Cette décision est parfaitement conforme à la jurisprudence constante en la matière, mais c’est toujours utile de le rappeler (Cour de cassation, civile, Chambre civile 3, 17 juin 2021, 20-15.296, Publié au Bulletin ; Cour de cassation, Chambre civile 3, du 7 novembre 1984, 83-13.550, Publié au Bulletin). Le droit d’option, on ne le rappellera jamais assez, est une dernière carte que le bailleur pourra jouer, si le loyer de renouvellement judiciairement fixé ne lui convenait pas. Les conséquences pour les preneurs qui occupent des locaux, dont la valeur locative serait substantiellement supérieure au montant du loyer plafonné, pourraient être dramatiques dans la durée.
> Lire l’arrêt rendu par la Cour de cassation le 27 février 2025 N° 23-18.219 sur largusdelenseigne.com
Le preneur serait alors débiteur d’une indemnité d’occupation rétroactivement, depuis le 1er juillet 2016, dont le montant annuel serait par exemple de 106.000 € ht et hc.

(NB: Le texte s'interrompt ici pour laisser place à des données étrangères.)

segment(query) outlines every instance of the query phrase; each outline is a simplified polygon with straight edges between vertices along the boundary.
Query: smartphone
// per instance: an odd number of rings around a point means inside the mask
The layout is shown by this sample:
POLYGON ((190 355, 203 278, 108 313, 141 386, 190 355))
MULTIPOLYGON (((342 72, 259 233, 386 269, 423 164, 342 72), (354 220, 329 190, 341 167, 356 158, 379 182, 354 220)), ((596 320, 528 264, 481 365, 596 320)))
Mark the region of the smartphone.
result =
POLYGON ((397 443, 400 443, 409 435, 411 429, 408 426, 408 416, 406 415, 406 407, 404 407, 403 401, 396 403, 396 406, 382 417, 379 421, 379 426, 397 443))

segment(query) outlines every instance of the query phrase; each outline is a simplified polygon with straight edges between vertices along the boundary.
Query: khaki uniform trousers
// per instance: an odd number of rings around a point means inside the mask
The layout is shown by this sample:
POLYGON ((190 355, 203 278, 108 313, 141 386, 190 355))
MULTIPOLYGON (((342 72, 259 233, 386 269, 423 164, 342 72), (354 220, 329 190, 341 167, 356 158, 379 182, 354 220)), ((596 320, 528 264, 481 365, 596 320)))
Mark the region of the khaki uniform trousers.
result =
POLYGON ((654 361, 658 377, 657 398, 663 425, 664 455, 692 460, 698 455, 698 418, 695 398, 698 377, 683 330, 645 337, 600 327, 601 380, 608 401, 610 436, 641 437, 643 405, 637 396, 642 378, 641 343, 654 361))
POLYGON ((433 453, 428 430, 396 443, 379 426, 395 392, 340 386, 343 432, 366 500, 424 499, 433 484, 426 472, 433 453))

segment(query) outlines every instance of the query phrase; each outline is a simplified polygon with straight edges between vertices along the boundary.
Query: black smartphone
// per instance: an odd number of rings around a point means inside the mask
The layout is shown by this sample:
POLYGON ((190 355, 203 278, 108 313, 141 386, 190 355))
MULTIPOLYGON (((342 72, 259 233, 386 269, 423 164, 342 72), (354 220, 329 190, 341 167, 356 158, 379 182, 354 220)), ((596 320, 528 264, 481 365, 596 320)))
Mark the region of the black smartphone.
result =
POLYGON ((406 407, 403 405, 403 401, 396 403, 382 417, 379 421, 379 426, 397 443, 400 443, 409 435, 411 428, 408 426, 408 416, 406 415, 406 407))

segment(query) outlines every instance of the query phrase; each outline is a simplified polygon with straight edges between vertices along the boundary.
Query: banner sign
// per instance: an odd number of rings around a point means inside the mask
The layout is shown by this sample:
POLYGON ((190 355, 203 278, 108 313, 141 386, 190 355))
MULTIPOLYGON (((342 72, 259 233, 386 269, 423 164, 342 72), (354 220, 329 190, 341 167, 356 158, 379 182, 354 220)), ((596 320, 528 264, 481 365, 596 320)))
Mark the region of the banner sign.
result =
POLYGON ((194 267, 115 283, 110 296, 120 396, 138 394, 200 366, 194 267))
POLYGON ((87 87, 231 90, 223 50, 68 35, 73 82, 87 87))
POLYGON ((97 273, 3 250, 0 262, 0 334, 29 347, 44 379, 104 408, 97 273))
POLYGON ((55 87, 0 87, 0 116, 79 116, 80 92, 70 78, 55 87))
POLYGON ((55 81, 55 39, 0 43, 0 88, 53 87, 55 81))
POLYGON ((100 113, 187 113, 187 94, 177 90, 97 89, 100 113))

Ainsi, le preneur serait débiteur du différentiel, sur une période de 8 années (procédure de fixation de loyer de renouvellement et procédure d’indemnité d’éviction), entre le montant du loyer plafonné (payé) et le montant de l’indemnité d’occupation (théoriquement due), soit une somme annuelle 50.000 €, soit sur huit années, une somme de 400.000 € ht et hc, dont le montant serait compensé avec le montant de l’indemnité d’éviction.
Dans certains cas, le preneur, par ce mécanisme de droit d’option, pourrait même ne percevoir aucune indemnité d’éviction par l’effet de la compensation entre cette indemnité d’éviction et l’indemnité d’occupation due.
Ainsi, et dès lors que le bailleur exerce son droit d’option, les preneurs doivent immédiatement faire estimer le montant de l’indemnité d’occupation et de l’indemnité d’éviction par un expert judiciaire pour savoir si le temps court en leur faveur ou non, afin de prendre la bonne décision (de rester ou de trouver rapidement un local de substitution).